Ahmed Arif’in HPE metni dönemin diğer şairlerinin metinlerinden farklı olarak şairinin özgün ve baskın karakterinin katışıksız, güçlü izlerini taşır. Bu anlamda A. Arif şiirleriyle karşılaşmak kaçınılmaz biçimde onun kendisiyle de karşılaşmak anlamına gelir ve bu bakımdan onun şiirini yapı bozumuna uğratmak da zordur. Bu nedenle A. Arif şiirini doğru, anlamlı ve yetkin bir okumayla sürdürmek için, şairin hayatı ve karakterinin şiirinin karakteriyle birlikte bir alegori oluşturduğunu ve bu alegorinin kodlarının doğru biçimde anlam alanına yerleştirilmesiyle mümkün olabileceğini bilmek gerekir.
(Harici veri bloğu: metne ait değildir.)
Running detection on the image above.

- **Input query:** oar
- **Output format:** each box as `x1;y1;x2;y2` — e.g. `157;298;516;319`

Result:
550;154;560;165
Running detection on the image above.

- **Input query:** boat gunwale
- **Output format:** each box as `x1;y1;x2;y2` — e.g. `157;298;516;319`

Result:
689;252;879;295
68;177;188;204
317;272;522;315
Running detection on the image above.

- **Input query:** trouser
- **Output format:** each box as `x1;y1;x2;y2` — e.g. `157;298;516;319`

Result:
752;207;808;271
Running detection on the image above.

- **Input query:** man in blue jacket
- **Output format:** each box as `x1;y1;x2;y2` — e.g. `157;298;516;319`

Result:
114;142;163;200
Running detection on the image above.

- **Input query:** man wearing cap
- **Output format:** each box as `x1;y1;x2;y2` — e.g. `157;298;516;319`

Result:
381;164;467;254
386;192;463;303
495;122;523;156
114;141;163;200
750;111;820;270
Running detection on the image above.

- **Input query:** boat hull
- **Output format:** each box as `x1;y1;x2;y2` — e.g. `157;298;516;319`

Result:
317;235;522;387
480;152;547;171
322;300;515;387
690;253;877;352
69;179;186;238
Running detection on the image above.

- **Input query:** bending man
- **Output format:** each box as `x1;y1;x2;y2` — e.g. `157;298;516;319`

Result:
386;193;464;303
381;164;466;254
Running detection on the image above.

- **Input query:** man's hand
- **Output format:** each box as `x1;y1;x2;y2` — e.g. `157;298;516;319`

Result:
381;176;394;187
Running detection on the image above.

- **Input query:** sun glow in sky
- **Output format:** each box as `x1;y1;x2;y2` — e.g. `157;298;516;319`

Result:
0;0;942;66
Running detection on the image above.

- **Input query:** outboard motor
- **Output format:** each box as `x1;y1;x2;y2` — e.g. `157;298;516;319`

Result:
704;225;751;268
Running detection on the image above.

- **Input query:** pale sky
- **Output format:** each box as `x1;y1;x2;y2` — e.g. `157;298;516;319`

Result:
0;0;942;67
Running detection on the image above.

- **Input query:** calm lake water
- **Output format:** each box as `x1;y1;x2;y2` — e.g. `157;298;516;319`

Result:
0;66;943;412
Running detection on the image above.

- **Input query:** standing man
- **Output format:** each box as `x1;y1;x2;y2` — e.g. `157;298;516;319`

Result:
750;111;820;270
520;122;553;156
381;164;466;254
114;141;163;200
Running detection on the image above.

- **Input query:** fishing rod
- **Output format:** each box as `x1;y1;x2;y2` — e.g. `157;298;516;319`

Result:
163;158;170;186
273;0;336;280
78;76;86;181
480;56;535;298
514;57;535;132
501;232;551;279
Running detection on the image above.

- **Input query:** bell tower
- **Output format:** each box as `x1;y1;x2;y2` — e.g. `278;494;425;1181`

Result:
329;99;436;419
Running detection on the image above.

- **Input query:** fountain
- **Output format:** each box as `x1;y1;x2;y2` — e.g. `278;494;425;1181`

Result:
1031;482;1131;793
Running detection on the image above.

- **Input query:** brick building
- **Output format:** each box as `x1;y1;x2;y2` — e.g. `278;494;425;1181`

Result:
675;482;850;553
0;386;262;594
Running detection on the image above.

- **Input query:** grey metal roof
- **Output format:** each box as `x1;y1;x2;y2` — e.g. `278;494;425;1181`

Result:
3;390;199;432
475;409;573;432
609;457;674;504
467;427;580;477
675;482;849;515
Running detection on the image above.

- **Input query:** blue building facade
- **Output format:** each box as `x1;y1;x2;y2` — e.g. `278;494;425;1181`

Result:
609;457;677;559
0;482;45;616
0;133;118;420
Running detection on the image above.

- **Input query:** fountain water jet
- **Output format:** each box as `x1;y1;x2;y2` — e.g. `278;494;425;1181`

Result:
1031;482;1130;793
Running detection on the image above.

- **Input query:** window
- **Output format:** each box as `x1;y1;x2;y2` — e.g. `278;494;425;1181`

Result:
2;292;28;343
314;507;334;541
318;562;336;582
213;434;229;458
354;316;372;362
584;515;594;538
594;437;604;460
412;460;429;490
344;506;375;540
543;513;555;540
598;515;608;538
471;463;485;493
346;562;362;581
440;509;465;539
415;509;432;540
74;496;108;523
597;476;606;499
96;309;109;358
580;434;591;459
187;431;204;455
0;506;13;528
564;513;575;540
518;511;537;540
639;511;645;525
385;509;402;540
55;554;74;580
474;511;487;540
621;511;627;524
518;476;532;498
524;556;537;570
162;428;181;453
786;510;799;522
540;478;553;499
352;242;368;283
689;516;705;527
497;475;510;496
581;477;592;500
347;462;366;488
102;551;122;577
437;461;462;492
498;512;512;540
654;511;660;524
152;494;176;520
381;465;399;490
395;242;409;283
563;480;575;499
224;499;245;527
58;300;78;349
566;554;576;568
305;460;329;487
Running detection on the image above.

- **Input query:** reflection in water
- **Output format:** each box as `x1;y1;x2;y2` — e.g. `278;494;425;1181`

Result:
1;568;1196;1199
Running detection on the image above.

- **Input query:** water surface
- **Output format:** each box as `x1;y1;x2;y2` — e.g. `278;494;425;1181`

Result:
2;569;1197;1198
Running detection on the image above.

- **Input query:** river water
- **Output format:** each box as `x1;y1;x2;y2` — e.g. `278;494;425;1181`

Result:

Ahmed Arif şiirinin ilk bakışta göze çarpan yerelliği, feodal çağrışımları, yüzeysel okumalarda yanıltıcı bir etkiye dönüşür. Ki birçok kentsoylu küçük burjuva şair ve eleştirmen şairin feodal ve yerel özelliklerine dikkat çekmişlerdir. Oysa bu bütünüyle sığ, kolaycı ve yaftacı bir yaklaşımdır. Zira daha derin ve dikkatli okumalarda, şairin deamon’nun, insanlığın yüce ideallerini (özgürlük, eşitlik, devrim, adalet…) işaret eden evrensel bir ethos’un izlerini taşıdığı görülecektir. Aynı zamanda da şiirinin güncelle olan yoğun bağlam ve ilişkisi üzerinden de şairin şahsi pathos’unun güçlü vurguları barındırdığı da izlenebilecektir. Bu bakımdan A. Arif şiirinin logos’u kolay anlaşılır görünmekle kolaycı yaklaşımları yanılgıya taşıyan bir tuzak da barındırır. Bu tuzaklar da eleştirmen ve yorumcuları, A. Arif şiirini rasyonalleştirirken hatalara sürüklemektedir. Fakat şiirinin etkisi her tür rasyonalleştirme girişimlerinin üstünde bir yerde, bir çeşit dokunulmazlık halesi içinde güçlü bir şekilde varlığını sürdürür.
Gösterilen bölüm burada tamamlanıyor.